在nextflow脚本块中导入python模块时出错

问题描述 投票:0回答:1

我遇到了与herehere描述的类似问题。代码如下:

process q2_predict_dysbiosis { publishDir 'results', mode: 'copy'

input:
path abundance_file
path species_abundance_file
path stratified_pathways_table
path unstratified_pathways_table

output:
path "${abundance_file.baseName}_q2pd.tsv"

script:
"""
#!/usr/bin/env python

from q2_predict_dysbiosis import calculate_index
import pandas as pd

pd.set_option('display.max_rows', None)

taxa = pd.read_csv("${species_abundance_file}", sep="\\t", index_col=0)
paths_strat = pd.read_csv("${stratified_pathways_table}", sep="\\t", index_col=0)
paths_unstrat = pd.read_csv("${unstratified_pathways_table}", sep="\\t", index_col=0)

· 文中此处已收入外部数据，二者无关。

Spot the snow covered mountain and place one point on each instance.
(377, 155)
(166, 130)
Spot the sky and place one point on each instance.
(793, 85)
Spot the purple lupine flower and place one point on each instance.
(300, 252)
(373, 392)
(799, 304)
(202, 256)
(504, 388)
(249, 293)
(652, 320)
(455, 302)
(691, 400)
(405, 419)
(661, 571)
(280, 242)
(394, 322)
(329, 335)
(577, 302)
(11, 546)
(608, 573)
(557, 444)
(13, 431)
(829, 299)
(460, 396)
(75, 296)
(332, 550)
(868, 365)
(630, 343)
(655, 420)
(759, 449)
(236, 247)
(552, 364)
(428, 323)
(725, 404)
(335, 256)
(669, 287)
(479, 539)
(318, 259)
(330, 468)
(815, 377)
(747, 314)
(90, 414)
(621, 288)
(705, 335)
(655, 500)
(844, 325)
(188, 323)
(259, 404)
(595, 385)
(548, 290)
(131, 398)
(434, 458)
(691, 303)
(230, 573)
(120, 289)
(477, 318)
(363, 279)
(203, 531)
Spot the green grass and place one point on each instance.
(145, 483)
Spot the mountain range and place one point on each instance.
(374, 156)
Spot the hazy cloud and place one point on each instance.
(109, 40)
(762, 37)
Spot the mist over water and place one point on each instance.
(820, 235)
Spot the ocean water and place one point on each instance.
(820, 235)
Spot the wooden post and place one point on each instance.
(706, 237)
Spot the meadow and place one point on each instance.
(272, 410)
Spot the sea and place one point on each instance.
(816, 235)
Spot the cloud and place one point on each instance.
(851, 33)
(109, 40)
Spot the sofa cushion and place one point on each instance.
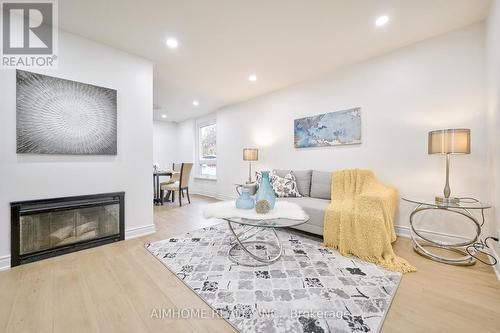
(302, 177)
(321, 185)
(315, 208)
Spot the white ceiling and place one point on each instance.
(283, 41)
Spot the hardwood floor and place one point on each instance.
(114, 288)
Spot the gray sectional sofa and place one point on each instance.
(315, 188)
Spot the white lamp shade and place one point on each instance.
(250, 154)
(449, 141)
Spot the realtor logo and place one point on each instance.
(29, 34)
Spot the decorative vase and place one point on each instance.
(265, 191)
(245, 201)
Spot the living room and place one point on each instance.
(265, 166)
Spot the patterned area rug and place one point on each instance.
(310, 289)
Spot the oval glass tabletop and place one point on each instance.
(465, 203)
(268, 223)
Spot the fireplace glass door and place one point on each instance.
(48, 230)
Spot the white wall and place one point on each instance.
(493, 70)
(25, 177)
(438, 83)
(165, 144)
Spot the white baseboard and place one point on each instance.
(129, 234)
(4, 262)
(205, 194)
(496, 268)
(226, 197)
(140, 231)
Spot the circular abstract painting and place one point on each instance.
(57, 116)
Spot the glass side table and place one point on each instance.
(465, 249)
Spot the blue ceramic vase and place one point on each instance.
(265, 191)
(245, 201)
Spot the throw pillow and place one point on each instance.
(285, 186)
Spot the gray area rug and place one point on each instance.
(310, 289)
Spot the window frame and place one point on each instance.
(199, 160)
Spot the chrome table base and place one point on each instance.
(422, 244)
(241, 241)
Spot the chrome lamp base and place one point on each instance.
(447, 201)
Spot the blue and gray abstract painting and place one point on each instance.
(329, 129)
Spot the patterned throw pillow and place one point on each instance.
(285, 186)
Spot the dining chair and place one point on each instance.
(176, 173)
(180, 185)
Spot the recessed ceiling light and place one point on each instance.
(172, 43)
(382, 20)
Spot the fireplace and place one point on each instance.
(46, 228)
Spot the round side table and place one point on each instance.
(423, 244)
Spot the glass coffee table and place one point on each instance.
(247, 239)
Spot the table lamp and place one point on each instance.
(449, 142)
(250, 154)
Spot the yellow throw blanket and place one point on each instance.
(359, 220)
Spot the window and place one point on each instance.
(207, 149)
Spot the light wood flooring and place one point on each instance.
(114, 288)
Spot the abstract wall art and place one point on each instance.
(328, 129)
(57, 116)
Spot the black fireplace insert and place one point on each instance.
(50, 227)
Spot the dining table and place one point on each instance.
(156, 184)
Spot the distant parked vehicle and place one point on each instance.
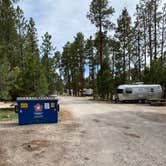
(88, 92)
(139, 92)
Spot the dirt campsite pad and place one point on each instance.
(89, 133)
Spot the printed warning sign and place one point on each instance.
(46, 106)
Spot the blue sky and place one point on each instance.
(64, 18)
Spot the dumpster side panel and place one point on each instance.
(37, 111)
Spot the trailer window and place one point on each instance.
(128, 90)
(119, 90)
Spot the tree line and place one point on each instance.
(26, 69)
(131, 50)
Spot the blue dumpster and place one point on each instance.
(32, 110)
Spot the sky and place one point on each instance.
(63, 19)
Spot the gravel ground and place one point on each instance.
(99, 134)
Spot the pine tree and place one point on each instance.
(99, 14)
(48, 61)
(123, 35)
(32, 76)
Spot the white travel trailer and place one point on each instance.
(139, 92)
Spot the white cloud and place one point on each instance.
(64, 18)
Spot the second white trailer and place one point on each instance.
(139, 92)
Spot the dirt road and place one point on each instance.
(99, 134)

score_df = calculate_index(taxa, paths_strat, paths_unstrat)
score_df.to_csv("${abundance_file.baseName}_q2pd.tsv", sep="\\t", float_format="%.2f")
"""
}

获得错误:

Caused by:
  Process `q2_predict_dysbiosis (1)` terminated with an error exit status (1)


Command executed:

  #!/usr/bin/env python

  from q2_predict_dysbiosis import calculate_index
  import pandas as pd

  pd.set_option('display.max_rows', None)

  taxa = pd.read_csv("abundance1-taxonomy_table.txt", sep="\t", index_col=0)
  paths_strat = pd.read_csv("pathways_stratified.txt", sep="\t", index_col=0)
  paths_unstrat = pd.read_csv("pathways_unstratified.txt", sep="\t", index_col=0)

  score_df = calculate_index(taxa, paths_strat, paths_unstrat)
  score_df.to_csv("abundance1_q2pd.tsv", sep="\t", float_format="%.2f")

Command exit status:
  1

Command output:
  (empty)

Command error:
  Traceback (most recent call last):
    File ".command.sh", line 3, in <module>
      from q2_predict_dysbiosis import calculate_index
  ModuleNotFoundError: No module named 'q2_predict_dysbiosis'

我已按照此链接中的说明进行操作,但仍然不起作用。我想保留这样的代码块,而不是运行 script.py 文件。我正在使用此存储库中的代码。

提前致谢!

更新

为了尝试解决导入错误,我已执行以下操作:

  1. 创建一个

    bin/
    目录,与
    script.nf
    位于同一目录中。没有结果。

  2. 更改 shebang 声明。没有结果。

q2_predict_dysbiosis
未安装(没有安装说明),但它在本地运行。我认为问题在于 Nextflow 找不到
q2_predict_dysbiosis.py
,即使它位于
./bin
目录中。

python import nextflow
1个回答
0
投票

Python 导入系统使用以下顺序来定位要导入的包和模块:

  1. 当前工作目录(即

    $PWD
    :这是启动Python解释器的目录。

  2. PYTHONPATH
    环境变量:如果设置,此环境变量可以为Python指定其他目录来搜索包和模块。

  3. 程序中的

    sys.path
    列表:此列表中的路径决定Python在何处查找模块,您可以在代码中修改
    sys.path
    以包含其他目录。

  4. 系统范围或虚拟环境安装的软件包:这些是已全局安装在系统或虚拟环境中的软件包。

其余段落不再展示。